Cystic fibrosis related diabetes (CFRD) is associated with worse CF-relevant outcomes.

The mechanisms underlying CFRD development are not fully understood, but recent evidence suggests Type 2 Diabetes Mellitus (T2DM) mechanisms may be involved and may involve incretins (gut secreted hormones that augment insulin secretion in response to a nutrient load).

This study will examine the prevalence of Genome wide association study (GWAS)-implicated T2DM alleles (including TCF7L2) across the spectrum of glucose abnormalities in CF and will use this information to compare incretin and insulin secretion in non-diabetic children and adults with high risk and low risk alleles.


Condition or disease Intervention/treatment
Cystic Fibrosis Genetic: Blood or Saliva Sample Collection Other: Glucose -potentiated arginine (GPA) stimulation tests

Detailed Description:

CFRD is associated with worse nutritional status, greater pulmonary function decline, and increased mortality, highlighting its relevance in CF and arises primarily from compromised insulin secretion--traditionally considered a by-product of pancreatic exocrine tissue damage and fibrosis. Recent developments in the field of diabetes are propelling a re-examination of this basic explanation. Genome-wide association studies have associated genetic variants in TCF7L2, a transcription factor implicated in enteroendocrine function, with increased susceptibility to T2DM and CFRD.

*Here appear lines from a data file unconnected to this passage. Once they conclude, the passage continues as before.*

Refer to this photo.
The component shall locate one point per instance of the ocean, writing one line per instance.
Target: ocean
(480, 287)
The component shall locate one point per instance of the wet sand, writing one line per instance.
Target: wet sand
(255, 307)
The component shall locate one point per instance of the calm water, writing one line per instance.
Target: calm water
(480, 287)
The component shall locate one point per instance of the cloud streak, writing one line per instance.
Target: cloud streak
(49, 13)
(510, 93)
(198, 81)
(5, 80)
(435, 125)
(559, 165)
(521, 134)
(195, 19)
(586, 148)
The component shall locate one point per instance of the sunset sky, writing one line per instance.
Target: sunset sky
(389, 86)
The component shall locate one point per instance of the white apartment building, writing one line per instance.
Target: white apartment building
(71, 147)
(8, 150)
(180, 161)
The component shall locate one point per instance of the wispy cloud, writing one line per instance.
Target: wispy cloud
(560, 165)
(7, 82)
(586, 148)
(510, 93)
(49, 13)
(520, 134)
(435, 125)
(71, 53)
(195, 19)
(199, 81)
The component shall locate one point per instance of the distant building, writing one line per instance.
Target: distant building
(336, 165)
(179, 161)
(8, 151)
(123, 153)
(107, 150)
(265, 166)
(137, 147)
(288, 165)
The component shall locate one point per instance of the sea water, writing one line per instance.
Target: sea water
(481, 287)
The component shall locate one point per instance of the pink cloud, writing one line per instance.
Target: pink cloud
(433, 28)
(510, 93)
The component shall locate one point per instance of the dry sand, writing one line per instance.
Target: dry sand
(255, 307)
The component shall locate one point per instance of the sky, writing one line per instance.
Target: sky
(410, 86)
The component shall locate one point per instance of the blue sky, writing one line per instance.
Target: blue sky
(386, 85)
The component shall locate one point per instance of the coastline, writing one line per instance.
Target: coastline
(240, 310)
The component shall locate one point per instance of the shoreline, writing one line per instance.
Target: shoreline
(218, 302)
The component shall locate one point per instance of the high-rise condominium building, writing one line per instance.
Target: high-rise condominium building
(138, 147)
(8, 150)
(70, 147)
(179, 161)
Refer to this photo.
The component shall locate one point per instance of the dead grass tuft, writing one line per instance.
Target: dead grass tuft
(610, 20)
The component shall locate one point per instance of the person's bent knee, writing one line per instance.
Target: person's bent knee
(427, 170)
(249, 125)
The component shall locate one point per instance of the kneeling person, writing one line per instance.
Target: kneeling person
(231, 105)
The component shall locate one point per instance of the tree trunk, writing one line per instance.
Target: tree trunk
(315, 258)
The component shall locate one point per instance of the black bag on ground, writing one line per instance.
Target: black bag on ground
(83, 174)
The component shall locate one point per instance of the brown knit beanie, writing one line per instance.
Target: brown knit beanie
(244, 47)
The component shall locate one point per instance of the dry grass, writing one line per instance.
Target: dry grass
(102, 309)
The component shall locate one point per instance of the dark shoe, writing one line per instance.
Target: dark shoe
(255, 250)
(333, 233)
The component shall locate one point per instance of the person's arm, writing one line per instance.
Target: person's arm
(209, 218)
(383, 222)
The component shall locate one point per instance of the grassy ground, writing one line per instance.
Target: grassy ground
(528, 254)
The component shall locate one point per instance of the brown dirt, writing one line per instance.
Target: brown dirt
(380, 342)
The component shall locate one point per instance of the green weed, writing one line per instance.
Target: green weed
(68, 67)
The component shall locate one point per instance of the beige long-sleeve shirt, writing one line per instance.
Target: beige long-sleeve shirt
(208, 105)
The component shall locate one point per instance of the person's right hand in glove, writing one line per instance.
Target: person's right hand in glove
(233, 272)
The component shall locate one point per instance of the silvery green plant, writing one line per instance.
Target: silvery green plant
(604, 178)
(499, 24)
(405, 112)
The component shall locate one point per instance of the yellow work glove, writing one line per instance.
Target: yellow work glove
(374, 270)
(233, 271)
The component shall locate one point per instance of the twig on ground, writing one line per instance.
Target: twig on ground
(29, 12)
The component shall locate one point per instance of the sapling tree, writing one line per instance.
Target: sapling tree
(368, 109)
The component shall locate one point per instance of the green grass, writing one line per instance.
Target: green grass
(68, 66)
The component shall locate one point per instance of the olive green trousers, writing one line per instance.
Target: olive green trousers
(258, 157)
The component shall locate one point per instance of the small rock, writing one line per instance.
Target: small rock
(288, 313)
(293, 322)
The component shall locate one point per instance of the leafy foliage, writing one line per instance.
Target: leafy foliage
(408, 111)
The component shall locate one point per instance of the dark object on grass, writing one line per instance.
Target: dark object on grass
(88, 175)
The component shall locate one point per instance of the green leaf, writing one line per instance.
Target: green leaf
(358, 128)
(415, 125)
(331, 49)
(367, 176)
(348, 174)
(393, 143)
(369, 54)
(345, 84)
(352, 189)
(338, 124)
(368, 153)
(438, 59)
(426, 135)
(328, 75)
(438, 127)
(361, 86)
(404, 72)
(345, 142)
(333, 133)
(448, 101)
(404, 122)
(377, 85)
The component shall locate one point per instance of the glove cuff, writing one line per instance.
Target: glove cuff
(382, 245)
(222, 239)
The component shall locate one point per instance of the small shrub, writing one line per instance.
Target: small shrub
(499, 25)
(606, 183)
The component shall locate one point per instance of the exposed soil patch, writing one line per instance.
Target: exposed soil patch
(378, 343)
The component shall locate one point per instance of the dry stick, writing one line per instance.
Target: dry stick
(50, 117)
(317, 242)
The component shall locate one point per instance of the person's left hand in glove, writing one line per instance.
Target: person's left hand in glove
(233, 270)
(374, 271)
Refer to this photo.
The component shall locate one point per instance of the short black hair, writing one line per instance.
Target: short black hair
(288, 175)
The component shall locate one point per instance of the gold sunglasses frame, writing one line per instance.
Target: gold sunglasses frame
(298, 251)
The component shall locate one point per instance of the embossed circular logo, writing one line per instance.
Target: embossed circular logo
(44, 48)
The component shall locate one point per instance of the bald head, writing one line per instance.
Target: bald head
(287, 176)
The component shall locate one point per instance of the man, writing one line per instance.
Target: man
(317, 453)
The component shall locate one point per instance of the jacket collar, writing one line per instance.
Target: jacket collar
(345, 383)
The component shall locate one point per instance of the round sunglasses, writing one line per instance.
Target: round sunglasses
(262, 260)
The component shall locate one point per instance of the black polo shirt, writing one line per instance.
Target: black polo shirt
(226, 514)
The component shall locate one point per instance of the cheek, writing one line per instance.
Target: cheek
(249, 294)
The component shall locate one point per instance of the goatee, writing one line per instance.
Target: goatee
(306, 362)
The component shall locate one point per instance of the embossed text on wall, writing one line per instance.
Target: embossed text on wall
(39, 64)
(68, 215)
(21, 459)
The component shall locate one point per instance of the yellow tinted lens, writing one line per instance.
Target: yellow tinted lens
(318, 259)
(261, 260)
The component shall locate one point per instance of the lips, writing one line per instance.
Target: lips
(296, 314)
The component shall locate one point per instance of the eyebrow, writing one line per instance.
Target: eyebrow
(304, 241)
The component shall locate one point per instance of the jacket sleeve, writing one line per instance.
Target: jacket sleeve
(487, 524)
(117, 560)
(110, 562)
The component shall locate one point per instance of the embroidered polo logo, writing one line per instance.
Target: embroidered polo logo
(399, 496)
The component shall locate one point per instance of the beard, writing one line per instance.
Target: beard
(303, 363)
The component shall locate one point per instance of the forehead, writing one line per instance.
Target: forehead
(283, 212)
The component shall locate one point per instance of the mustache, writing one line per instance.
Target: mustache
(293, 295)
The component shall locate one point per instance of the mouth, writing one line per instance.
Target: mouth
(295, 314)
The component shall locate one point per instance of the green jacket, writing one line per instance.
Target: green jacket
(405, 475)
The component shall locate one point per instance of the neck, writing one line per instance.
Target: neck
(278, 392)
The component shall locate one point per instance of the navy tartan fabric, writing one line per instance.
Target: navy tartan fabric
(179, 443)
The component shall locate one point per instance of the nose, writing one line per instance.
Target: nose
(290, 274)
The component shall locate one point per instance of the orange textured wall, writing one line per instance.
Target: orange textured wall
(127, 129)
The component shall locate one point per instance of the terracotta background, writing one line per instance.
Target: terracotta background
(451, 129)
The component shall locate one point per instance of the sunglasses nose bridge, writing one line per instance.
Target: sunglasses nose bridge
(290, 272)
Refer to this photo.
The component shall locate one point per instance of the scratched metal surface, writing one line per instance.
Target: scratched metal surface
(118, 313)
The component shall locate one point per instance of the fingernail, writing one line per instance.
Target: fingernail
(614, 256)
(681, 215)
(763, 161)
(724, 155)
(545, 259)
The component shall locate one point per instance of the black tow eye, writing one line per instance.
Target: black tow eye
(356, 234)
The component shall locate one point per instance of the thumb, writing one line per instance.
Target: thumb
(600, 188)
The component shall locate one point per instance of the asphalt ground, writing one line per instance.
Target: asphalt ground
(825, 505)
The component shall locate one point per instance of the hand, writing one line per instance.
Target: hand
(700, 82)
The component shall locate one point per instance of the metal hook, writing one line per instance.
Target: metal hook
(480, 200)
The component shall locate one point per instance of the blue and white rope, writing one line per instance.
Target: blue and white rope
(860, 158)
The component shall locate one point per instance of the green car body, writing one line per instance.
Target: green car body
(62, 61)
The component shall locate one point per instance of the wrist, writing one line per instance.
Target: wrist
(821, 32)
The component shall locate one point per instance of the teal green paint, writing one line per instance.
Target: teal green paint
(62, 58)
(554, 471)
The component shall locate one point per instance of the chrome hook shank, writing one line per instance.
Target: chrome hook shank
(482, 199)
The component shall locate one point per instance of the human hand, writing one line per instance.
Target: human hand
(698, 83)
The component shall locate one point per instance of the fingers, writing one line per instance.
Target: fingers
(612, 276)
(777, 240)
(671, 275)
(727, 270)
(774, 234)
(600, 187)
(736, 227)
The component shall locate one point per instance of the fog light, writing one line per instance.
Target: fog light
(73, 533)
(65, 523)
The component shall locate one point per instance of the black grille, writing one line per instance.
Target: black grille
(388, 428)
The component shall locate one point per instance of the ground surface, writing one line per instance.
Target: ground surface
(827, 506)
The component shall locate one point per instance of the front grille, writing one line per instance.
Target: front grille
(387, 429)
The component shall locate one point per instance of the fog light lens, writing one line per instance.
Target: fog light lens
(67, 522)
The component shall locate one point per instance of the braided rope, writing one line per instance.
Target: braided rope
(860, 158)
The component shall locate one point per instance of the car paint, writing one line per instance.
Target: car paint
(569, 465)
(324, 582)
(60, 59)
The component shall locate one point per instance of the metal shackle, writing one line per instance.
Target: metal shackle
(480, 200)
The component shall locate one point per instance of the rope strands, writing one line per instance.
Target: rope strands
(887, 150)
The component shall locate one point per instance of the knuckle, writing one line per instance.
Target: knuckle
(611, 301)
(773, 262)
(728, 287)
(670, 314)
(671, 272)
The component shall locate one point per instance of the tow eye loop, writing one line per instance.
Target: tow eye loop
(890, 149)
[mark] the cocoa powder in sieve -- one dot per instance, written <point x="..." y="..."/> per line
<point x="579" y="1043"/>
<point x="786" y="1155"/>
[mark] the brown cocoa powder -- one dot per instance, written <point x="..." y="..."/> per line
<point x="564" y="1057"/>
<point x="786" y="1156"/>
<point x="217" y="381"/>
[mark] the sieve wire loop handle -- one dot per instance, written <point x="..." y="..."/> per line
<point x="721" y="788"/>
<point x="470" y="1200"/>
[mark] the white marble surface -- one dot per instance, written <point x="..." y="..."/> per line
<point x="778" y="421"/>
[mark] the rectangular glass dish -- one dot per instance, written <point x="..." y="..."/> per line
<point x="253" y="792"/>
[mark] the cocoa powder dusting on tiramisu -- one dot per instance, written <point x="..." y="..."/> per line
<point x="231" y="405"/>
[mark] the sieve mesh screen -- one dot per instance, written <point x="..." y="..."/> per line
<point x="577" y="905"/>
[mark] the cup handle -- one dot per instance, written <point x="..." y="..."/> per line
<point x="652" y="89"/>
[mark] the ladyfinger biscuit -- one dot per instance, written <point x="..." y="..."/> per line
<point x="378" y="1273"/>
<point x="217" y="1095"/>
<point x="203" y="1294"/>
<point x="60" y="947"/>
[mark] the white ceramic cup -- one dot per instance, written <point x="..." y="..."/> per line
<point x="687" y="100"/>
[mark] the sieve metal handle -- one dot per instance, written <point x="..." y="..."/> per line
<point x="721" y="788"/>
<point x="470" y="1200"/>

The Objectives of this study are to perform targeted sequencing of TCF7L2 and other GWAS-associated T2DM genes in the pediatric and adult CF populations and then to compare insulin secretory capacity, β-cell sensitivity to glucose, and incretin secretion in non-diabetic CF subjects with high and low-risk alleles.

Phase 1 will include 350 subjects (Children age>= 2 years, adolescents, and adults) for TCF7L2 genotype and ten other GWAS-implicated T2DM genes. The distribution of TCF7L2 and other GWAS-implicated T2 DM genes across the spectrum of glucose abnormalities will be described. Phase 1 requires a single blood sample and review of medical records.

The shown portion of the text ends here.